Arthur Reuben Gale (16 November 1904 – 13 July 1976) was an English footballer who played as a forward in the Football League for Bury, West Bromwich Albion, Chester and Accrington Stanley.

==Life and career==
Gale was born in 1904 in Salford. He played football for South Salford Lads' Club and Sedgley Park, from where he signed for First Division club Bury. He made his debut in 1926, but played infrequently for the first team – 39 appearances spread over five seasons of which two-thirds were in 1928–29 – and spent the 1930–31 season at Chester. In that season Gale scored more than 100 goals, of which no fewer than 73 came in Cheshire League matches. Chester were elected to the Football League for the 1931–32 season, and were willing to pay Bury the £400 asking price, but he was sold instead to First Division club West Bromwich Albion, who as part of the deal allowed their player Frank Cresswell to rejoin Chester.

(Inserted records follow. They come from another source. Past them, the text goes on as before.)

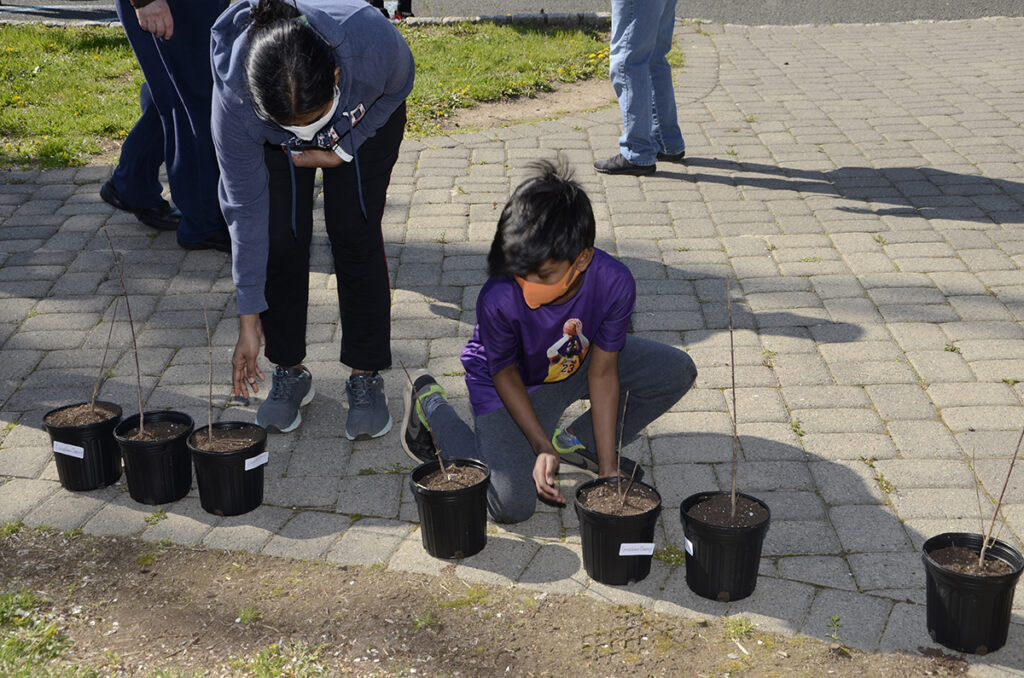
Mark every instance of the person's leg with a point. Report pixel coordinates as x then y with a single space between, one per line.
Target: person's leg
287 287
665 122
655 376
353 206
634 34
136 177
184 97
357 246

He remained a fringe player at West Bromwich Albion, and the club encouraged him to continue in his chosen profession, as a schoolteacher in the Manchester area. He did however play a major role in their progress to the 1935 FA Cup Final. He came into the team in place of the injured Tommy Glidden, and scored in each round from third to sixth, but was dropped in favour of Glidden and the previously injured Joe Carter for the final against Sheffield Wednesday. Carter was injured early on, (Note: Tony Matthews' 1987 Albion! A Complete Record of West Bromwich Albion 1879–1987 mistakenly suggests that it was Glidden who was injured.) so Albion played much of the match with effectively ten men, and lost 4–2. In light of the circumstances, the Football Association agreed to award Gale a losers' medal. After five and a half seasons during which he made 23 league appearances and scored 18 league goals, he returned to Chester.

Less prolific and less of a regular in the side than before, Gale still produced 16 goals from 35 matches in the Third Division North – 11 from 16 in the 1937–38 season – before moving back to the Cheshire League with Macclesfield in October 1938. He finished as their top scorer for 1938–39, and earned himself a return to the Football League with Accrington Stanley, but did not play a league game before competitive football was abandoned for the duration of the war. He played and scored in the wartime competitions for Altrincham, and went on to act as the club's reserve team manager, first-team coach, assistant first-team manager and scout.

Gale became head of Lower Kersal Council School in Salford, where one of his pupils was the mountaineer Don Whillans. Gale died on 13 May 1976 at his home in Ashton upon Mersey, Greater Manchester, at the age of 71. (Note: Although the newspaper headline gave his age at death as 72, the vital dates make him 71.)